Now, hoary white and as battered as Captain Cook’s sails, he took with shaking hands the slice of banana bread presented to him by Juliet. Though thankful, he saw her pitying smiles and hated them; he saw through her façade and imagined saying to her, not in a lecturing tone but in a fiery one: “Do not judge me with your eyes, do not imagine that you could understand.”
Roland accepted and ate the banana bread every day, hating it for what it represented but savouring it for the human contact it brought with it. He was fascinated and repelled by Juliet. While there were no delicate qualities to her, he liked her for bringing society into his dust-grey flat. Though her chat was peppered with “don’t you know…know what I mean” and ”like”, she amused him with her naïve chitchat. Roland had, in younger years, perceived himself as a George Clooney look-a-like and though flattered by Juliet’s remarks he entertained no hopes on the matter, realising that perhaps he was presuming too much.

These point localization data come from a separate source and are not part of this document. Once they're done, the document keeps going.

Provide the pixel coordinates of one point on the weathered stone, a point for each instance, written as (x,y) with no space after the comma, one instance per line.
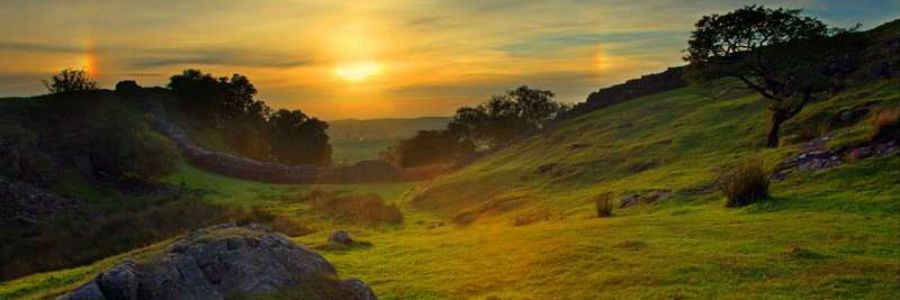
(861,152)
(88,291)
(120,282)
(224,260)
(340,237)
(356,289)
(25,205)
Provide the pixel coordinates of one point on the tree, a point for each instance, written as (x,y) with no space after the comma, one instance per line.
(298,139)
(785,57)
(70,80)
(428,147)
(503,117)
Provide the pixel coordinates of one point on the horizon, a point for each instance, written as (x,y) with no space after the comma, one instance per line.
(397,59)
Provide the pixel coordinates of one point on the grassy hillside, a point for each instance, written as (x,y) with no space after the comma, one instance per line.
(355,140)
(519,224)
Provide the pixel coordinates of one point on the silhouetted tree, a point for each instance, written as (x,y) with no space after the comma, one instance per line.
(785,57)
(298,139)
(70,80)
(505,116)
(428,147)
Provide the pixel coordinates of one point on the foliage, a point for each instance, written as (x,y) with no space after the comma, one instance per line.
(488,125)
(746,183)
(70,80)
(427,147)
(503,117)
(886,125)
(247,125)
(299,139)
(604,205)
(785,57)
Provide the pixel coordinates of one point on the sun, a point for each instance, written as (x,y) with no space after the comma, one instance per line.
(357,71)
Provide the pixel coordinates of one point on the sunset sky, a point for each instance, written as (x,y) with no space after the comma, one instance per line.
(369,59)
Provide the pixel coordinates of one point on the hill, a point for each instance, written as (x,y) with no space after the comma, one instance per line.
(356,140)
(518,224)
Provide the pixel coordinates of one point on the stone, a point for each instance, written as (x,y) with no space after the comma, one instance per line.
(340,237)
(120,282)
(861,152)
(224,260)
(88,291)
(356,289)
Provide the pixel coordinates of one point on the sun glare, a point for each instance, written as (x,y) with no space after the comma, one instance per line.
(357,71)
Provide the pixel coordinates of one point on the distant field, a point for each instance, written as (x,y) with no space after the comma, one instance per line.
(357,140)
(533,233)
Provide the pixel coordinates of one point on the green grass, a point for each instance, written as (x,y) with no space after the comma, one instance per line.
(828,234)
(347,152)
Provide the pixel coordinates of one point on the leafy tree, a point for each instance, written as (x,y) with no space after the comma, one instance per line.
(70,80)
(298,139)
(503,117)
(785,57)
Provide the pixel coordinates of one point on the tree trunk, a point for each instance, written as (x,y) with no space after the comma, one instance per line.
(777,120)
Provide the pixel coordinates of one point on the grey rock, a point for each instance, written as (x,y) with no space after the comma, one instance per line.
(88,291)
(120,282)
(356,289)
(340,237)
(224,260)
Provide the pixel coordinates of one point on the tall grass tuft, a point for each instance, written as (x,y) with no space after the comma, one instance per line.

First name terms had been established some 20 years before. At first, the situation was tense; Juliet had delivered for many others before him. Some had grown indecorously fond of her and had declared their eternal devotion to her. However, she realised that they did not love her specifically, but her reliability and what she actually delivered. She had kept her job for so long, not because she was an excellent cook but because she had always been a particular favourite with clients.
Roland could not cook, and had never tried; and anyway, Juliet with Meals on Wheels would always save him from emaciation. Juliet herself had always been cheerful and loud around Roland, realising through his silence and through the countless photographs that he was a man very much alone with his guilt. A framed photograph had always dominated the wall above the fireplace. It was of Roland as a young man, with a black racehorse nuzzling his cheeks. It was a common enough photograph: both man and horse splattered with mud, the man’s goggles askew, a whole-hearted smile upon his face. What had always struck Juliet about the photo were Roland’s eyes. His eyes were like no others. Their deep azure did not only display the elation of having won, even though the picture was taken in the winner’s enclosure; they also expressed the sheer delight of being there in silks and boots next to a horse with whom he had so obvious a connection.
She guessed that this was the horse upon whose back Roland had ridden his last race. She guessed that this horse had died in the same moment as Roland felt his legs give way. She guessed that Roland had felt the burden not of his own injury but of the horse’s death. Standing there inside the living room with a cup of tea in her hand, Juliet saw the lighter patch of wall above the fireplace, and guessed, correctly, that Roland’s long purgatory was over; he had forgiven himself.